Often, we go from one phase of life to the next, enjoying the highlights, rushing through the rough patches, and surviving the challenges, without stopping to see what we could, or should, learn from our experiences.
If you have known me long, you know I am a people person. I am an extra-extra-extrovert.
This presented a bit of a problem for me as a young leader, when I had to tell my team – who I saw as my friends, and who saw me as their friend – that we would not be getting bonuses one year.
They saw it as a betrayal. And since I was more friend than leader, after this news, I was neither. I had no authority and I had not stood up for them in their moment of need (in their eyes).
And what did I walk away from this having learned? Never get close to your people.
A laughable position for a leader to hold.
Of course, since then, I have begun to build relationships with my team. Staying an arm’s length away from my people was not the solution.
But such was my knee-jerk reaction. My emotional self took over, I made a drastic declaration, and any greater lesson went right over my head at the time.
In the following years, I came to see that important moments in our lives like these have to be analyzed intentionally.
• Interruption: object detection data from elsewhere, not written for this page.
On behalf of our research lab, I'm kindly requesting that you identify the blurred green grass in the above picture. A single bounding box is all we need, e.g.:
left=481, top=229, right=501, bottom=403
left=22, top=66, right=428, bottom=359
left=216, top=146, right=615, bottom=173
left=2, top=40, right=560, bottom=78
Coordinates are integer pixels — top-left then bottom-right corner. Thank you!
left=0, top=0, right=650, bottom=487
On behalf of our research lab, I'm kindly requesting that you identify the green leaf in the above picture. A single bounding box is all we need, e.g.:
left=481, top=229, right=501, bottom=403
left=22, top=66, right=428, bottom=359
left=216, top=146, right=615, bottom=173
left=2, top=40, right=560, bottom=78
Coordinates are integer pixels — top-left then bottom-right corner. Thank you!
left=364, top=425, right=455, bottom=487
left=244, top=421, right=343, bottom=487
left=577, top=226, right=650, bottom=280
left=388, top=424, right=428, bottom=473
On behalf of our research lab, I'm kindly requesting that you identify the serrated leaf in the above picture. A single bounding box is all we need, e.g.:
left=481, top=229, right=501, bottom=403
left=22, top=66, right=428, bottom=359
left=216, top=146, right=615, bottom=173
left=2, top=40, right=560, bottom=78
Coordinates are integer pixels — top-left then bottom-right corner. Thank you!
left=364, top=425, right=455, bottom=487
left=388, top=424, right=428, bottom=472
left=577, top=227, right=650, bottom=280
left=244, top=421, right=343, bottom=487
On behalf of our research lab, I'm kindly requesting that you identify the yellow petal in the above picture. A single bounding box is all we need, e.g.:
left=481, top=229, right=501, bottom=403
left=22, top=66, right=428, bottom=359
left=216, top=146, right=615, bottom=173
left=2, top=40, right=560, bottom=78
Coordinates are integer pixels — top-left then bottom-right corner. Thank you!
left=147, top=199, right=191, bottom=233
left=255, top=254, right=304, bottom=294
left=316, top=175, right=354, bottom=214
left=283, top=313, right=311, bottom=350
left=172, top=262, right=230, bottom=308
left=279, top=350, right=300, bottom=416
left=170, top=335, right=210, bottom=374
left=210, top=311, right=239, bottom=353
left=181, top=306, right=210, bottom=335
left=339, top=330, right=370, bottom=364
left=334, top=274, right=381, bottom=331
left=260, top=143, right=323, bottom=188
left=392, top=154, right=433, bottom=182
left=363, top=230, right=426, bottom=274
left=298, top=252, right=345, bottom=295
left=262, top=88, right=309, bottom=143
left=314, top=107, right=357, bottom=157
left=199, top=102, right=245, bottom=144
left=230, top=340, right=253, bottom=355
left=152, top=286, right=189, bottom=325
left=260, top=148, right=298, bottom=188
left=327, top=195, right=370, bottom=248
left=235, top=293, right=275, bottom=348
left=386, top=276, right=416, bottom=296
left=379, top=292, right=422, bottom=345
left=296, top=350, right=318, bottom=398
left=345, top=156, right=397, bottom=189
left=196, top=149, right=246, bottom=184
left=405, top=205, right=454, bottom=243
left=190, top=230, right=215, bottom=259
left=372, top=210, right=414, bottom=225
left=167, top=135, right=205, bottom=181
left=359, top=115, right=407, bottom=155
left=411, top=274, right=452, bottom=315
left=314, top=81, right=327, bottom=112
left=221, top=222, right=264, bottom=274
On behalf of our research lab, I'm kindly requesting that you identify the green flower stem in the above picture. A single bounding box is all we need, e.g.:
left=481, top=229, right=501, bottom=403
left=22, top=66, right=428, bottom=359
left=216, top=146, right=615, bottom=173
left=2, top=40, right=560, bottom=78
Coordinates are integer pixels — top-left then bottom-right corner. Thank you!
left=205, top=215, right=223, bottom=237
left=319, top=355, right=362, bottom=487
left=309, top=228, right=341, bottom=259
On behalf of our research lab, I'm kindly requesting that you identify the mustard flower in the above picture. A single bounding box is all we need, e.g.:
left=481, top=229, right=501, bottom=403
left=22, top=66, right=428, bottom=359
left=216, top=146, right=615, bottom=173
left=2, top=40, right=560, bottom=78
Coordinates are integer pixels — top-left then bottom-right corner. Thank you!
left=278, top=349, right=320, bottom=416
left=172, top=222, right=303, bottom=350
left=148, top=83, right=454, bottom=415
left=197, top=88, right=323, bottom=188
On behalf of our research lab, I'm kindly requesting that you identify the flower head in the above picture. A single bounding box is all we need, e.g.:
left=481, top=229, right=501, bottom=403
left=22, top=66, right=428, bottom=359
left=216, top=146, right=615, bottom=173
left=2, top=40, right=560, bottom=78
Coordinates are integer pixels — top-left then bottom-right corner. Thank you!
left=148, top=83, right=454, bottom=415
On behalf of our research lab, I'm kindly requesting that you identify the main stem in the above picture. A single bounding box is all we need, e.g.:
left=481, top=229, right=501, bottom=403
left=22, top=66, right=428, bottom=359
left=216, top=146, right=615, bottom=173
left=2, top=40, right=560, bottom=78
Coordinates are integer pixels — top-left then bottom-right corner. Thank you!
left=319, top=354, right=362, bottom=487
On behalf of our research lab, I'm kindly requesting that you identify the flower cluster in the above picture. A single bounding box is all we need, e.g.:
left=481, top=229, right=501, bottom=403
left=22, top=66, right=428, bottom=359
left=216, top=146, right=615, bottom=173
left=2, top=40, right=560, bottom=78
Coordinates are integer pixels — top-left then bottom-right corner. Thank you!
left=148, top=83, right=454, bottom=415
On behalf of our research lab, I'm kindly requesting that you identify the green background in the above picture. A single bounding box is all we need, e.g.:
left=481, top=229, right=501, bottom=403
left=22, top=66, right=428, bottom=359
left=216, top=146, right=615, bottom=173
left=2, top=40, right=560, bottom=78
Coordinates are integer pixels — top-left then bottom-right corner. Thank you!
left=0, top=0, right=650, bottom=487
I began dedicating time at the end of each week to consider the week before in preparation for the next; I even started taking a few days off every three months to ask big picture questions like,
- What should I stop doing?
- What should I start doing?
- What should I keep doing?
- What should I do less of?
- What should I do more of?
Reflective respites like this help me to adjust my trajectory as I lead – gaining clarity in my vision, informing my perspective, seeing clearly the roles that others play in the organization, and aiding the planning of best next steps.
In Leadership Gold, chapter 17, John Maxwell develops the idea of reflection, highlighting its importance to the impactful and effective leader. At the end of the chapter, he asks three big questions that I think will help you as you evaluate your 2021:
1. How often do you set aside time to assess your experiences?
I have mentioned that I set aside a little time every week and a few days every quarter to reflect. I find this time, and the insights I walk away from it with, crucial to my weekly and quarterly planning.
How often do you make an appointment with yourself to put your actions and their results into perspective?
2. How do you keep track of your thoughts?
There are many sources outlining the helpfulness of journaling, and I must say I find it helpful, too. It helps me authentically detail my thoughts, and then I can return later and find practical ideas to implement.
Writing something down is the first step to making it real. What do you do to log your reflections?
3. How do you approach your self-evaluation?
It is easy to say, “Evaluate;” it is not as easy to actually evaluate.
Look at your calendar to think about the landmark decisions you made this year, or the important life shifts you experienced, or the events that left a major impression on you.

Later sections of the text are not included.